# Python advanced class

## Module 7, The filesystem, file formats, and database access

* Pathlib
* JSON, CSV, TOML og YAML
* SQLite

# Pathlib

## Pathlib and the Path object

* Pathlib is the modern way to work with directories, file patterns, and paths
* Pathlib is fully object oriented, and provides clean ways of iterating, testing, and convert to and from strings
* A path to a file or directory is representedby the `Path` object:

In [1]:
from pathlib import Path
curdir = Path('.').absolute()
parentdir = curdir.parent
childdir = curdir / '01_examples'
print(curdir, parentdir, childdir)

/home/tabac/work/python_v /home/tabac/work /home/tabac/work/python_v/01_examples


## Working with directories

* Pathlib makes easy to work with directories and directory trees
* `for f in curdir.iterdir(): ...` makes it easy to iterate through a directory
* `curdir.glob('*.py')` finds all files that matches a wildcard string in directory
* `curdir.rglob('*.py')` finds files recursively decending into subdirs

In [2]:
for f in curdir.iterdir():
    if f.is_dir() and 'examples' in f.name:
        print(f.name, end=' ')
print()
subdir = curdir / '01_examples'
python_files = [f.name for f in subdir.glob('*.py')]
print(python_files)

05_examples 07_examples 02_examples 04_examples 03_examples 06_examples 08_examples 01_examples 
['findargp.py', 'argparse_ex.py', 'findpython.py', 'findany.py']


## Accessing file properties

* A file or directory has a number of properties that can be examined:
  * Type: `.is_dir()`, `.is_file()`, `.is_symlink()`
  * Owner and group: `.owner()`, `.group()`
  * Operating system dependent data: `.stat()`
  * Name without path: `.name`, extension: `.suffix`

In [3]:
f = curdir / 'exercises.md'
print(f"Is a dir: {f.is_dir()}, Owner: {f.owner()}, Permissions: {f.stat().st_mode:o}")
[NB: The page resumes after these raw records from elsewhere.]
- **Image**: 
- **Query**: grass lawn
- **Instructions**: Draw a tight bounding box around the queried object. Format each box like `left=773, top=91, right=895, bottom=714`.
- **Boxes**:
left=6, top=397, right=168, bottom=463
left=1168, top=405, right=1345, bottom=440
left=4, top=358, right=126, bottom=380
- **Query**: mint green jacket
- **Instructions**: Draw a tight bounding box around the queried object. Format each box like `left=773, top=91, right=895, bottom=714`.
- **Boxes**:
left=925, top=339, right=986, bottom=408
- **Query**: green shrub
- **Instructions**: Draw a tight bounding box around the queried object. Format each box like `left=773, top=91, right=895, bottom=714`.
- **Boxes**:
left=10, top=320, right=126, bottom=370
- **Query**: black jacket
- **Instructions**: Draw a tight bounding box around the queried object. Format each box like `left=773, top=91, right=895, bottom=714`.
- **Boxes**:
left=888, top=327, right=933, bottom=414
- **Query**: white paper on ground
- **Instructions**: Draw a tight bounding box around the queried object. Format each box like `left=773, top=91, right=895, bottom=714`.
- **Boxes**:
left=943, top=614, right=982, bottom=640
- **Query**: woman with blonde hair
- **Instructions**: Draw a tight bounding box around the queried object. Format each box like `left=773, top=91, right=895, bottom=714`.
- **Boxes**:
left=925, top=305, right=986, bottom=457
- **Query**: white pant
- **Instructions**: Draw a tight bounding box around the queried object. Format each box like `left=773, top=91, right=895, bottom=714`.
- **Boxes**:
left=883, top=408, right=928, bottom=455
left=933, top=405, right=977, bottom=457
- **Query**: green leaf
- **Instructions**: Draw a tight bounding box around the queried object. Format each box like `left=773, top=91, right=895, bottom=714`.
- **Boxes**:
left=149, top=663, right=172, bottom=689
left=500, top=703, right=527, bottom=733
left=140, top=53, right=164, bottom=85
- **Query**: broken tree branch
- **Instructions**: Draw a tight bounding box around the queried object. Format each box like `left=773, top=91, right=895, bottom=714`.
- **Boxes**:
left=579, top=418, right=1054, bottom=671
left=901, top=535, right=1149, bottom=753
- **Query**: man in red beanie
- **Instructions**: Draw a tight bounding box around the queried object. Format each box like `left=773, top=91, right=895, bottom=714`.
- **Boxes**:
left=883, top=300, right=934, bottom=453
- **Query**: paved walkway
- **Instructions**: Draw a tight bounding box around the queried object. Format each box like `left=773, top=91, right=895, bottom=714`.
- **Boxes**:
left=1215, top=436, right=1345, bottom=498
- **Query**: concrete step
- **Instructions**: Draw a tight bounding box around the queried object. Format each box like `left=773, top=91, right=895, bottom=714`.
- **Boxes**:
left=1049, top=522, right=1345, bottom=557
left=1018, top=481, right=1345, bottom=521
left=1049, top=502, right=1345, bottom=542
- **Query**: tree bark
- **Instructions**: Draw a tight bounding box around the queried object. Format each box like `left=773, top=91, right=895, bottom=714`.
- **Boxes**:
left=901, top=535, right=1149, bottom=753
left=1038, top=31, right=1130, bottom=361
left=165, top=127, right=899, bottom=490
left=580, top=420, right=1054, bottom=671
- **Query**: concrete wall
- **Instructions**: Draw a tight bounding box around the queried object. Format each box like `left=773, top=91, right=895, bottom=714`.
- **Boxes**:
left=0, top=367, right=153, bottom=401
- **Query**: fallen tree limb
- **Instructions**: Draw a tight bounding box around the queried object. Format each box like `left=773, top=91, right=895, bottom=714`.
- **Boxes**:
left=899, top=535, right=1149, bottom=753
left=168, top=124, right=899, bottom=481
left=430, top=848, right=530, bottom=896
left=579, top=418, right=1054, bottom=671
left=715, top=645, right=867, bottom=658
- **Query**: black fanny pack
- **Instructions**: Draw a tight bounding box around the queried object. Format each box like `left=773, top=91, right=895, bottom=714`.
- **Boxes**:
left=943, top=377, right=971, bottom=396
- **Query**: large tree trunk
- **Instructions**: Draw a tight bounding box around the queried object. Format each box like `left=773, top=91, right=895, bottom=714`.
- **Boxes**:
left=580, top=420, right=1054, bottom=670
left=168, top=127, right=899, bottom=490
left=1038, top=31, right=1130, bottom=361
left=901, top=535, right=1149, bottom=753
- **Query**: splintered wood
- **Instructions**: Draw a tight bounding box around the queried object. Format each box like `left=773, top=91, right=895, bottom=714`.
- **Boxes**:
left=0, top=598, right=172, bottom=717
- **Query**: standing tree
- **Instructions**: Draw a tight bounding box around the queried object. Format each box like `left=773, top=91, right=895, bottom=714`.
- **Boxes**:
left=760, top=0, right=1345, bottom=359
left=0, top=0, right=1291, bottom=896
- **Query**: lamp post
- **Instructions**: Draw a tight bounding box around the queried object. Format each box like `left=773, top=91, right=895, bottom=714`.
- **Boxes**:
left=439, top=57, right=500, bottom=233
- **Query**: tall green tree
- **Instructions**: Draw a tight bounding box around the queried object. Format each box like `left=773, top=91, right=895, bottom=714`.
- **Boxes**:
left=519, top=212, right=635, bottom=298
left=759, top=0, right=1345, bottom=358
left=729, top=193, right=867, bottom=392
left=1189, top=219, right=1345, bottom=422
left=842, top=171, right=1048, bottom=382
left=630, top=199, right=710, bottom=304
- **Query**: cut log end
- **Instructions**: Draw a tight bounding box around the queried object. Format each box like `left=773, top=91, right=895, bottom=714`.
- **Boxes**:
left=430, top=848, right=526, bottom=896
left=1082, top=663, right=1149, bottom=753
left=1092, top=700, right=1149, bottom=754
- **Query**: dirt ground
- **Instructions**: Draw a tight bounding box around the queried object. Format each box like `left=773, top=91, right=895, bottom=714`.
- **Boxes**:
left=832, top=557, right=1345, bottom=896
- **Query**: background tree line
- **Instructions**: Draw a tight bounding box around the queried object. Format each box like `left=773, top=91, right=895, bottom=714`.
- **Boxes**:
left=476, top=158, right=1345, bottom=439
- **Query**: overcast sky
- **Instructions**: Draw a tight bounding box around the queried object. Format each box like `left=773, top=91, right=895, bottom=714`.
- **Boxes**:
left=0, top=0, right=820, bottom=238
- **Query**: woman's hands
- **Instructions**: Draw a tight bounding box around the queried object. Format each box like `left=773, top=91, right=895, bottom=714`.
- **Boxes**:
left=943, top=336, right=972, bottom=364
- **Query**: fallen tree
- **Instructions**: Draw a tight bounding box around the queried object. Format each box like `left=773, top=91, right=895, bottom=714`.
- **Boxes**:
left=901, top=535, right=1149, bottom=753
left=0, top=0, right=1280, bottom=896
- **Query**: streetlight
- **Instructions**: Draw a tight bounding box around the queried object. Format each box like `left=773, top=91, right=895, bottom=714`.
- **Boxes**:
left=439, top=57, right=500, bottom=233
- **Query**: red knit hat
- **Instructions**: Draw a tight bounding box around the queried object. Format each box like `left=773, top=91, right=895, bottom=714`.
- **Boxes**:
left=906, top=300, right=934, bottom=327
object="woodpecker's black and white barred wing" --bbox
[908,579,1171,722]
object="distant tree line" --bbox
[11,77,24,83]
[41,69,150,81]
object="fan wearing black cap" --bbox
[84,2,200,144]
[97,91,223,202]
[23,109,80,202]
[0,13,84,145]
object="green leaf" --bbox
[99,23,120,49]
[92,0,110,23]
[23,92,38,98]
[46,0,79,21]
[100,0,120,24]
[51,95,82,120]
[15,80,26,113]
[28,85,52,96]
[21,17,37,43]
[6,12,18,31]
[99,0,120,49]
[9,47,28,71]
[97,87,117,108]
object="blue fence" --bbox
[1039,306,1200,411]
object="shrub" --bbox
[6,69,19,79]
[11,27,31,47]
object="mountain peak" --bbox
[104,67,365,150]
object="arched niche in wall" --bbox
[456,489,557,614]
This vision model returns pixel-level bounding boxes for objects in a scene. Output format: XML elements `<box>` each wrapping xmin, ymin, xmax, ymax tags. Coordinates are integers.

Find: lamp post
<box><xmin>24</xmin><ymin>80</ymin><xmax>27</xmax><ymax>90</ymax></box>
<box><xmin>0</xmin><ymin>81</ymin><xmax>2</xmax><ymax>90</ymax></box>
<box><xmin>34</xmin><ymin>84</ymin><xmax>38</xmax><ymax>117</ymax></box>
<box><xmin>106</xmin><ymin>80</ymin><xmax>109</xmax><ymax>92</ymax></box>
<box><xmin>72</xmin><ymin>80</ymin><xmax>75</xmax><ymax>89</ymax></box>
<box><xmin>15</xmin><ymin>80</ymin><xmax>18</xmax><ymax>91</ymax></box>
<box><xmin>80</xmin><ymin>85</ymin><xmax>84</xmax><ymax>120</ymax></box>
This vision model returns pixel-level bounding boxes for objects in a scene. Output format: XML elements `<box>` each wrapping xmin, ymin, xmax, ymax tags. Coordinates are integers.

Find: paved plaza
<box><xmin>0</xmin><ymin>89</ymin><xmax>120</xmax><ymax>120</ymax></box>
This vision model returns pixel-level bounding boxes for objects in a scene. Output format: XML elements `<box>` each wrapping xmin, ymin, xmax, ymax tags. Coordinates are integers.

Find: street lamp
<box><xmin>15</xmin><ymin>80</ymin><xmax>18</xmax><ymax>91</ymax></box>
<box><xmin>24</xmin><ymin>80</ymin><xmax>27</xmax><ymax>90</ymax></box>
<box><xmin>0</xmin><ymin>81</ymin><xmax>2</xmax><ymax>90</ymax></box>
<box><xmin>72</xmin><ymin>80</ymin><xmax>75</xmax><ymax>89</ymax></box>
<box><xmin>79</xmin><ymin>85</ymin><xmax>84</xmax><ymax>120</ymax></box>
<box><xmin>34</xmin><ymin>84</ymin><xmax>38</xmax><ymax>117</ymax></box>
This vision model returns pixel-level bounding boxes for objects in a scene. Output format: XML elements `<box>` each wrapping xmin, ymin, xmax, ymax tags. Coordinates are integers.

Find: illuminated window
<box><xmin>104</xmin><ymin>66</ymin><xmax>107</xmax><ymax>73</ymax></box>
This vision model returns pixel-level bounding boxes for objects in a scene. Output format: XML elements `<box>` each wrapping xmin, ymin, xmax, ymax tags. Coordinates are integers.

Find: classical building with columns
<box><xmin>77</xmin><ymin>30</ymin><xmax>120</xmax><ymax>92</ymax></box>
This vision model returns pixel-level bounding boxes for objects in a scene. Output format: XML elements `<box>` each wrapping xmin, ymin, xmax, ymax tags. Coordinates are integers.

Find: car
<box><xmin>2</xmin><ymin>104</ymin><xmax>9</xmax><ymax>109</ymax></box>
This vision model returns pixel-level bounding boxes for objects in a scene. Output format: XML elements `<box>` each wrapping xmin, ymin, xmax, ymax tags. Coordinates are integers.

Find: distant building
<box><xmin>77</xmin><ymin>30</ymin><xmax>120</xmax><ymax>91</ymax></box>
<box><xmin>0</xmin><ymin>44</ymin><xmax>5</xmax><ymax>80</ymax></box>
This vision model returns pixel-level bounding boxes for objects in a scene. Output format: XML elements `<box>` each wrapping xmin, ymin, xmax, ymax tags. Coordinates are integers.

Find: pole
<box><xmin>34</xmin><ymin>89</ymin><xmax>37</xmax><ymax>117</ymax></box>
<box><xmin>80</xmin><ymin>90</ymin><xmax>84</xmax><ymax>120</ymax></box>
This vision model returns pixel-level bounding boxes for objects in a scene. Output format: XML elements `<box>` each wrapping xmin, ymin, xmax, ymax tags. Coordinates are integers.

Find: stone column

Is a dir: False, Owner: tabac, Permissions: 100755


## Opening files

* Except for the name `.open(...)` works the same as the builtin function

In [4]:
f = curdir / 'exercises.md'
with f.open('r', encoding='utf-8') as exer_f:
    line = exer_f.readline().rstrip()
    print(line)

# Chapter 1


## Moving and deleting files

* Pathlib also allows for creating and moving directories and files:
  * `.mkdir()` to create directory
  * `.rename('newname')` to move a file
  * `.unlink()` to remove a file

In [5]:
tempdir = curdir / 'tempdir'
if not tempdir.exists():
    tempdir.mkdir()
tempfile = tempdir / 'tempfile.txt'
tempfile.write_text("This is the content")
print(tempfile.read_text())
tempfile.unlink()
tempdir.rmdir()
print(tempdir.exists())

This is the content
False


# JSON, CSV, TOML og YAML

## Reading and writing JSON data

* The `json` module provides functions to read and write JSON files through `load()` and `dump()`
* JSON can't represent `set` type, and it can't differentiate between `list` and `tuple`
* If `dump()` has an `indent=` argument the output will be human readable

In [6]:
import json

data1 = [[1, 2, 3], {'Fred': 56, 'John': 49}, (True, False, None)]
with open("data.json", "w", encoding="utf-8") as jsonfile:
    json.dump(data1, jsonfile, indent=4)
with open("data.json", "r", encoding="utf-8") as jsonfile:
    data2 = json.load(jsonfile)
print(data2)

[[1, 2, 3], {'Fred': 56, 'John': 49}, [True, False, None]]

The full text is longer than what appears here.